Stiles zoomed in the front-view camera of the shuttle to the tiny infrared spotlight. It was projected to the direct center of the plateau. As Stiles suggested, there was a square rock at the precise location where the IR beam struck the planetary surface.
Okay, I’ll concede the Himalayan Lady, Peter thought, but this is no coincidence. On an otherwise smooth plain, here was the only blemish.
Perry swept the IR beam around the object, using it as a means of measuring distance to the surface. “You are correct, Captain Essen, there is a mound at that location. It is a perfect cube of what appears to be bedrock exactly 9.3086 feet on all sides.”
“A perfect cube, directly in the center of a perfectly square plateau?” Ali asked.
Peter stared at the image as Stiles continued his descent to thirty feet.
“Not only that,” Perry continued, “but the object is smaller by a factor of precisely 0.0001 than the plateau on which it rests; a scale model of it, so to speak.”
“Why 9.3 feet?” Henrietta asked.
“I cannot say,” Perry replied. “Perhaps, if this is artificial—which now appears to be a near-certainty—this might be the builder’s equivalent of our foot, or yard.”
“Then why here?” Henrietta persisted. “Of all places we chose to come ….”

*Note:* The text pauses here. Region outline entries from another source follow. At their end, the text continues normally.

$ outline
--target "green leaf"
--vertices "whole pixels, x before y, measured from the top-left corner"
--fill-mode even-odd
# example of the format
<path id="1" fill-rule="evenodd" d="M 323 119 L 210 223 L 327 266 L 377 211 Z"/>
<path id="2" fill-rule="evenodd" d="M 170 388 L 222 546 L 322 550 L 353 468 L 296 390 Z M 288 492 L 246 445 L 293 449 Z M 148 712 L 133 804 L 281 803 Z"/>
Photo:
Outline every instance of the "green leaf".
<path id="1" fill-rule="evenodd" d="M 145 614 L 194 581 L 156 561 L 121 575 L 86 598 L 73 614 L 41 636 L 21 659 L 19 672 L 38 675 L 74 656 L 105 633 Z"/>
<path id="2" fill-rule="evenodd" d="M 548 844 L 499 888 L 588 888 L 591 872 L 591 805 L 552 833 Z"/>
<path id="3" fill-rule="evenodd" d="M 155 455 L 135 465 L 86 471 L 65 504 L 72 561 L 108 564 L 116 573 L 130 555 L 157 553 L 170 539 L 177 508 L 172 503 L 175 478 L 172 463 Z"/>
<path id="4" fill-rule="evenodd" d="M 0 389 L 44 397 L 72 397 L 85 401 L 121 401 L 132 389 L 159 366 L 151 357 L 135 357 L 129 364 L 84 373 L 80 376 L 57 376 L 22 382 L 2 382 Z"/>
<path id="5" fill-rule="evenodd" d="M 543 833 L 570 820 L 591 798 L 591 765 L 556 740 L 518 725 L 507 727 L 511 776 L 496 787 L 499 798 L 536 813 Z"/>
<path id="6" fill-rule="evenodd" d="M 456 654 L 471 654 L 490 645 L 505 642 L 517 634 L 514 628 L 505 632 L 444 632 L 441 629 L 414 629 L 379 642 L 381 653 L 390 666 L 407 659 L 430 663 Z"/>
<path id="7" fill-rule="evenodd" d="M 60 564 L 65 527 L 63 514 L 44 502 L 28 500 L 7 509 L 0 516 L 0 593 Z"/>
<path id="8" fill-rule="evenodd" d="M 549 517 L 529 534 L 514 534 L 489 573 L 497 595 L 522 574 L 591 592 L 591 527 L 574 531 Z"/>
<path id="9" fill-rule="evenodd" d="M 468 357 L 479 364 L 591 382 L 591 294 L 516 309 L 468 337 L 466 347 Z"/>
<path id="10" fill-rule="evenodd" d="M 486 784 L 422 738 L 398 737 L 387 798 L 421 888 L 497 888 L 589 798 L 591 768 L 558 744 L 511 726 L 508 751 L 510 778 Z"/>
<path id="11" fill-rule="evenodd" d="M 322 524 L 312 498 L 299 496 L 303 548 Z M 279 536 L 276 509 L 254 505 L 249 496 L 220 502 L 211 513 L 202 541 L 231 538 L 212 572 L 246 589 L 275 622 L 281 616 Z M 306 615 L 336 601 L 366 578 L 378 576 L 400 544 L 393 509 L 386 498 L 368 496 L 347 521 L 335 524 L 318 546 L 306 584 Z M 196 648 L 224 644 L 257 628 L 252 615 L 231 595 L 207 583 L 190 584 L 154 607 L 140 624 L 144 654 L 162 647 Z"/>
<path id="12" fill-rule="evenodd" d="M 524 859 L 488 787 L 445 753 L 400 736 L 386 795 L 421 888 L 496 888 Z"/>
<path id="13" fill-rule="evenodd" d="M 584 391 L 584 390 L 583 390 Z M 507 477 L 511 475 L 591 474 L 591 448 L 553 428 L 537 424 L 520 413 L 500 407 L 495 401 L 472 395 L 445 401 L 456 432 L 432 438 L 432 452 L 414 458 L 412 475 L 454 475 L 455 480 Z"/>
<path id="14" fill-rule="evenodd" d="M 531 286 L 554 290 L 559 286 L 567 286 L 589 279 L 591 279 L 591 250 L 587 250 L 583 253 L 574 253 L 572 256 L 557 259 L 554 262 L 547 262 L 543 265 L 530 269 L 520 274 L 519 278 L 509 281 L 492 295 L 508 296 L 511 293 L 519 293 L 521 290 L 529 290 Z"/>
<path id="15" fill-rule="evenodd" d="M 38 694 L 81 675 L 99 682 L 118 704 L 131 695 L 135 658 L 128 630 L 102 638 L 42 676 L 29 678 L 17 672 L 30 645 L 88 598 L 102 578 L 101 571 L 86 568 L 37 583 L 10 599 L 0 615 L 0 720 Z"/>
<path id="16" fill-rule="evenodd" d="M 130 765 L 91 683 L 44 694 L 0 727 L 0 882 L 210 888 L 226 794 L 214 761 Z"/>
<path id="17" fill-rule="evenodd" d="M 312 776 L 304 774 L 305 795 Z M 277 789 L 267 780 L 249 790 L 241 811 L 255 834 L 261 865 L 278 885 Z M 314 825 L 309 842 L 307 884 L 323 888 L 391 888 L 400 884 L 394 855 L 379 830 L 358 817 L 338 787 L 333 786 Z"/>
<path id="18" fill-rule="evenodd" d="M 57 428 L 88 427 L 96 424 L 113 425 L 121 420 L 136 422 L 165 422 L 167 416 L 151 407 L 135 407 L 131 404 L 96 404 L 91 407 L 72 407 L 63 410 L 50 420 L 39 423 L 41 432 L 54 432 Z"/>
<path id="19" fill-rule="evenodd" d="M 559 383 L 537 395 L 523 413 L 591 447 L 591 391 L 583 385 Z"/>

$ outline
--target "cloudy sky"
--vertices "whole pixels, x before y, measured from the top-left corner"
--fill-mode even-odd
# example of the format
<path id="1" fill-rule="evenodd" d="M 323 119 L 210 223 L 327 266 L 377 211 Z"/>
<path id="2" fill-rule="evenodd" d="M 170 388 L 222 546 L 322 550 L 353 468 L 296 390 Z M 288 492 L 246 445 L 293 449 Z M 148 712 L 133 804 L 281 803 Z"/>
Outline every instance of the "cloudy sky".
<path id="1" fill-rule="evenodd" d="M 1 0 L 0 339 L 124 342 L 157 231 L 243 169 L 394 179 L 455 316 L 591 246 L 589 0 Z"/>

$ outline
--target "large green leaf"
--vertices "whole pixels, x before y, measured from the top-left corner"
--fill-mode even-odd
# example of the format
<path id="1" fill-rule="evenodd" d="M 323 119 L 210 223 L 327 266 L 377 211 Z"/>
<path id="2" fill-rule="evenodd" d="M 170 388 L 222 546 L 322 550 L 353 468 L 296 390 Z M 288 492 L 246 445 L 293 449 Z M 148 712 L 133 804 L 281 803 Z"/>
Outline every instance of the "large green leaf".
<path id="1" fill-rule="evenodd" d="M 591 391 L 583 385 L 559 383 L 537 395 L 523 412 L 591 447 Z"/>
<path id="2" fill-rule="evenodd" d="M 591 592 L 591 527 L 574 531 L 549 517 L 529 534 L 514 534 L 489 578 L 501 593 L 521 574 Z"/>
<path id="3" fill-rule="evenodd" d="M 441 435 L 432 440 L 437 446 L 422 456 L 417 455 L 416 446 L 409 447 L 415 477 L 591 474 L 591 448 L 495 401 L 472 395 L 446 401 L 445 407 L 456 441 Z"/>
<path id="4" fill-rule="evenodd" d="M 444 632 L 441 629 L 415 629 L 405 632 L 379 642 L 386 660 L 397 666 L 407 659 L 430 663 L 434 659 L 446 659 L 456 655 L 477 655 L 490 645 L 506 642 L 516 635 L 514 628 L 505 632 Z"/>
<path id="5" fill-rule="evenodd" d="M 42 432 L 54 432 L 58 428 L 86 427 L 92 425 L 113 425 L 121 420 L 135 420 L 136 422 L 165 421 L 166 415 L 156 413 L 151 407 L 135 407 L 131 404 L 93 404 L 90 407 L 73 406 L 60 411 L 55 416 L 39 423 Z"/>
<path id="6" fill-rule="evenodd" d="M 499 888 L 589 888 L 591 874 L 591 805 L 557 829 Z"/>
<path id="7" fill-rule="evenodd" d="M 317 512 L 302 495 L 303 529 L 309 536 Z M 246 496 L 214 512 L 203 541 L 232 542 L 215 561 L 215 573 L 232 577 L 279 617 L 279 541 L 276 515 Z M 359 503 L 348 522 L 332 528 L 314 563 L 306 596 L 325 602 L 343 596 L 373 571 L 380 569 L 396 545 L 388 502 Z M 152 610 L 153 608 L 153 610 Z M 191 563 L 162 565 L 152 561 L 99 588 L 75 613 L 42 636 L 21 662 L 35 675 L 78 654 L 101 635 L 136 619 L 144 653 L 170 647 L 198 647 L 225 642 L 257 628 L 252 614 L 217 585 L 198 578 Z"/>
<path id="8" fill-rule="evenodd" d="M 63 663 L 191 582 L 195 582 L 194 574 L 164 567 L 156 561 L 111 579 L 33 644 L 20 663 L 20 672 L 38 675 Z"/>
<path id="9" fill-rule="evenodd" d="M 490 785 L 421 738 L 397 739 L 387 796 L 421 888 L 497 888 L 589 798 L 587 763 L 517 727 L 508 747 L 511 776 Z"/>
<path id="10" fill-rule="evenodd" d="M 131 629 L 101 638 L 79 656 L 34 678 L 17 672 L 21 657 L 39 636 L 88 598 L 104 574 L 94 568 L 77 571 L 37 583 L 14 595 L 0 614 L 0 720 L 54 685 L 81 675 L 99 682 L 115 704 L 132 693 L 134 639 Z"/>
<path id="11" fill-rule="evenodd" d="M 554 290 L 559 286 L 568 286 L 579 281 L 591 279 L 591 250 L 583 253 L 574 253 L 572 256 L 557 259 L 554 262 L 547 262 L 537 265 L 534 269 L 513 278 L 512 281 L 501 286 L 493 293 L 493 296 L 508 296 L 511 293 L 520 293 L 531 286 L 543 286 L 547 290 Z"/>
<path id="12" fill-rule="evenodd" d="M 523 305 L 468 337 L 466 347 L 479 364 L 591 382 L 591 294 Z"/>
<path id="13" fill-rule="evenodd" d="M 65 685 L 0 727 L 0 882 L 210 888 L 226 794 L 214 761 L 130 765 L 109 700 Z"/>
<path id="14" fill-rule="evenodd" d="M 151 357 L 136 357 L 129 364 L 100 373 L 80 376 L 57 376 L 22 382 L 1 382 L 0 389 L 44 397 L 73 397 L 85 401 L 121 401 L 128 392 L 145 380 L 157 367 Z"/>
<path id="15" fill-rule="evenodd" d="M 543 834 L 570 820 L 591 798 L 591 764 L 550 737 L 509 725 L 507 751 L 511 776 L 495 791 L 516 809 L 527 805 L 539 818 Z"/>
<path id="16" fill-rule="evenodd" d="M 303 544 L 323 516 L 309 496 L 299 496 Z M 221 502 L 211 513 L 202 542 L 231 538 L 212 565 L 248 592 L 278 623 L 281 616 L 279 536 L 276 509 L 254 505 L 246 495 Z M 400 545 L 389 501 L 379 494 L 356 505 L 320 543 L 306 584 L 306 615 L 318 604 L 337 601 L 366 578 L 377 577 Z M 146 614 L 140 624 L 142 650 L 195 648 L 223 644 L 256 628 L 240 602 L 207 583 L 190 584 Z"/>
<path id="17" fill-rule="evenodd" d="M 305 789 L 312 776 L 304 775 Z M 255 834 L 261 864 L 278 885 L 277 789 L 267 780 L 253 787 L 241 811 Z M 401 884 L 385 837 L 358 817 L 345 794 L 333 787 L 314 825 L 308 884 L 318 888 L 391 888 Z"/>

“I should note, Henrietta,” Perry lectured, “that the unique size and configuration of the plateau attracted us to this spot in the first place. One is immediately reminded of a Venus Fly Trap attracting prey. It could also be possible that each planet in this system has a similar feature; thus whichever planet we approached would contain an irresistible calling card to explorers. Conceding the fact that we came to this planet—and completed a planetary survey—it was inevitable we would find this construct.”
“Why didn’t we see this ‘cube’ in the middle of the plain before?” Stiles asked.
Perry hummed for a moment as he checked his records. “There are no records that it was present prior to now. Perhaps it only appeared when you approached it. Curiously, you were flying approximately ten feet laterally away from it, and only discovered it when you were between eighty–five and one hundred feet above it. Again, that would substantiate the measurement ratios we have been observing as being somehow significant; factors of just below nine and a third.”